Я сказал ему, где я и что я.
— Не слишком увлекательно звучит.
— Не слишком.
— У меня новая подружка — замечательная, — сказал Барнби. (Как мало меняет война характер человека в этом отношении, подумалось мне.) — Ты надолго в Лондон? — продолжал он. — Хотелось бы рассказать о ней. У нее есть удивительная черта. Тебя это позабавит. Пообедаем сегодня вместе?
— Мне надо еще днем прибыть в Олдершотский лагерь. Я послан туда на курсы. А ты в Лондоне квартируешь?
— Нет, переночую только. Надо увидеться с одним человеком в министерстве авиации — насчет маскировочного оборудования. Как поживает Изабелла?
— Ожидает в скором времени ребенка.
— Передай ей сердечный привет. А как Толланды — ее братья?
— Джордж во Франции, с гвардейским батальоном. Он ведь числился в кадровом запасе; теперь капитан. Роберт всегда был фигура таинственная; он младшим капралом в полевой службе безопасности и, должно быть, скоро получит звание. Хьюго же не хочет производства в офицеры. Предпочитает служить канониром на южном побережье — теперь, кажется, уже бомбардиром. Говорит, что в офицерском клубе пришлось бы сталкиваться с отвратными типами.

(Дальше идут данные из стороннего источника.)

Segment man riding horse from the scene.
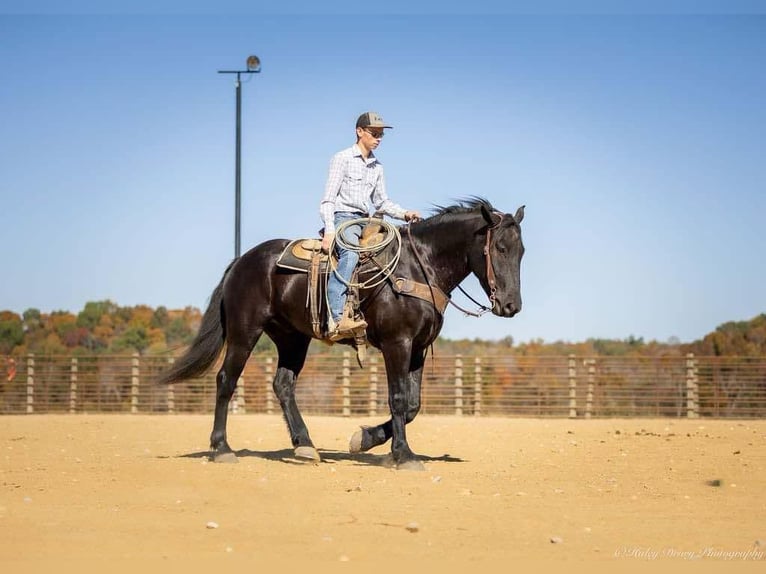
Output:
[319,112,420,340]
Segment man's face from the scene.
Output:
[356,128,384,149]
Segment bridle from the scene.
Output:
[407,211,505,317]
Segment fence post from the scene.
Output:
[27,353,35,415]
[369,355,378,417]
[69,357,77,414]
[341,351,351,417]
[264,357,274,415]
[473,357,482,417]
[583,359,596,419]
[569,355,577,419]
[455,355,463,415]
[686,353,699,419]
[130,353,139,414]
[167,357,176,415]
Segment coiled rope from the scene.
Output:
[330,217,402,289]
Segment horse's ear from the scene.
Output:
[481,204,495,225]
[513,205,525,223]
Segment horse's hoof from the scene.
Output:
[396,459,426,472]
[295,446,322,464]
[213,451,239,464]
[348,428,364,454]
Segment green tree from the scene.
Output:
[0,311,24,355]
[112,326,151,353]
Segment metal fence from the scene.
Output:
[0,353,766,418]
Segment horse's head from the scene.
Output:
[471,205,524,317]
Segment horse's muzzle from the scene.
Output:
[492,301,521,317]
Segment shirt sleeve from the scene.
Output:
[319,153,345,233]
[372,166,407,219]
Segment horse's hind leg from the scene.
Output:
[348,367,423,454]
[349,351,425,466]
[210,342,250,462]
[269,333,321,462]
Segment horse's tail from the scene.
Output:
[157,259,237,384]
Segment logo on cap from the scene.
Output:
[356,112,391,129]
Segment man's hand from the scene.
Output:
[322,232,335,253]
[404,211,420,221]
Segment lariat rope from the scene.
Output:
[329,217,402,289]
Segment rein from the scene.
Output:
[407,213,503,317]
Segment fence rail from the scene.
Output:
[0,353,766,418]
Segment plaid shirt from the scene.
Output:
[319,144,406,233]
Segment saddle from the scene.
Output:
[276,221,449,365]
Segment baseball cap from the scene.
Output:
[356,112,392,129]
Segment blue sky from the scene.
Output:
[0,2,766,341]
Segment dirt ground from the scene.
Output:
[0,415,766,572]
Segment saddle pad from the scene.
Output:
[277,239,327,273]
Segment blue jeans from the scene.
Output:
[327,211,364,323]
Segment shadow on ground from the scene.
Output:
[175,448,466,468]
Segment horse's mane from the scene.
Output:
[422,195,495,224]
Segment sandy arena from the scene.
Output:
[0,415,766,572]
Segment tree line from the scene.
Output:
[0,300,766,357]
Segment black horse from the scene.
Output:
[160,198,524,469]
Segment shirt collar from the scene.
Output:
[351,144,378,165]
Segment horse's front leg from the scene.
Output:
[372,341,425,470]
[349,351,425,453]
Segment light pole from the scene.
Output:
[218,56,261,258]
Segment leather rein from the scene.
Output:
[407,211,504,317]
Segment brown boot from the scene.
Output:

— А что мужья Изабеллиных сестер?
— Родди Каттс, как член парламента, без труда получил назначение — по-моему, в свой же территориальный полк. Не знаю его звания; уже полковник, вероятно. Сьюзан от него не ушла. Чипс Лавелл в морской пехоте.
— Неожиданный для Чипса выбор рода войск. А Присилла живет с ним?
— Насколько мне известно.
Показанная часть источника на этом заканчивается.